The transport gene module found in RNAs of viral origin identified in the transcriptomes of moss D. scoparium and Antarctic flowering plant C. quitensis represent a conserved array of four overlapping genes named the “Tetra-Cistron Movement Block” (TCMB), which is related to the well-characterized transport modules TGB and BMB, consisting of three and two genes, respectively [1,2,5,7]. The characteristic feature of TCMB is the presence of an additional 5′-terminal ORF, which overlaps the downstream gene for a TGB1/BMB1-related protein and codes for a protein containing a dsRNA-binding domain of the DSRM_AtDRB family (Figure 4). This protein was termed vDRB (viral dsRNA-binding protein). Previously, domains of the DSRM_AtDRB family have never been found in virus-encoded proteins; however, plant viruses have been reported to encode proteins with the dsRNA bonding domains of other families. For example, Sweet potato chlorotic stunt virus (SPCSV, a crinivirus) encodes an RNAse III with conserved dsRNA-binding domain (cd10845) [28,29], whereas the B2 protein of Flockhouse virus (FHV), which can infect both insect and plant cells, contains a dsRNA-binding domain of another type (superfamily cl12995) [30]. Our searches of the most recent plant virus sequence database (https://riboviria.org/ accessed on 26 May 2022) revealed additional dsRNA-binding domains of superfamily cl00054 in ORF2 of beny-like RNAs encoding viral replicase as an ORF1. These include a motif of the DSRM_RNAse_III_family (cd10845; contigs ND_248078 and ND_226011), as well as some other motifs (contigs ND_098871, ND_246367, ND_143889 and ND_142202). These observations demonstrate that dsRNA-binding proteins are encoded by a variety of plant viruses, including those with beny-like replicons.

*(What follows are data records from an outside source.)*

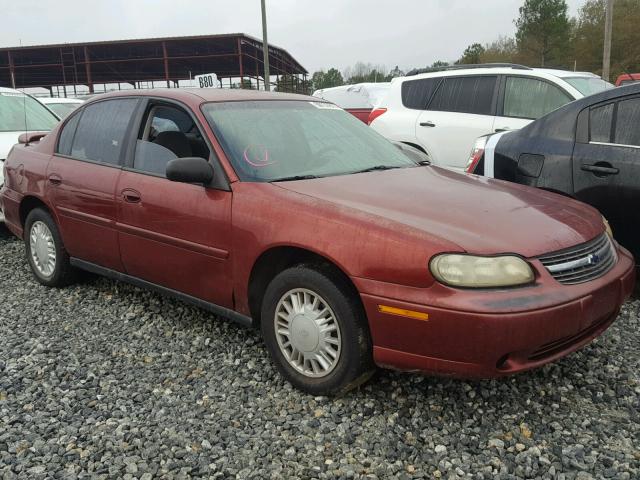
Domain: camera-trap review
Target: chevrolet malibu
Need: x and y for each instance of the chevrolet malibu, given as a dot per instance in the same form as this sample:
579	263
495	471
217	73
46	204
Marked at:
284	212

In many viruses infecting plant and non-plant hosts, dsRNA-binding domains are found in proteins that play a role in subverting host antiviral responses [31,32]. Particularly, the dsRNA-binding proteins of FHV and SPCSV are shown to be suppressors of RNA silencing [28,30]. Therefore, the vDRB proteins encoded by D. scoparium and C. quitensis viruses may possess a similar activity. As the cell-to-cell movement of Potato virus X depends on silencing suppressor activity of TGB1 protein [33], we speculate that the presumed silencing suppression by vDRB proteins may be related to movement functions of other TCMB proteins. Another possible way of vDRB involvement into virus movement can be hypothesized based on the presence of the N-terminal highly hydrophobic segments likely directing vDRB membrane targeting. The cellular DRB proteins related to vDRB are shown to be incorporated into virus-specific replication membrane compartments [21,22] representing structures often located at the PD orifice and involved in virus cell-to-cell movement [23]. Similarly, the hydrophobic vDRB proteins likely interact with cell endomembranes. Thus, these proteins may be proposed to work in concert with other TCMB proteins to take part in viral dsRNA delivery to and/or retaining in the PD-associated ER membrane-derived replicative compartments [8,24]. In any case, irrespective of the mechanism involved, the proposed functional links between vDRB and proteins directly mediating virus cell-to-cell transport would explain conservation of vDRB in TCMB of viruses infecting distant host species. Additionally, as the cellular vDRB-related proteins of DSRM_AtDRB family take part in RNA silencing pathways, including those involving antivirus defense [14,15], and dsRNA-triggered immunity against viruses [16,21], vDRB may conceivably act a dominant-negative counterpart of respective cell proteins, therefore inhibiting their functions in plant antivirus responses.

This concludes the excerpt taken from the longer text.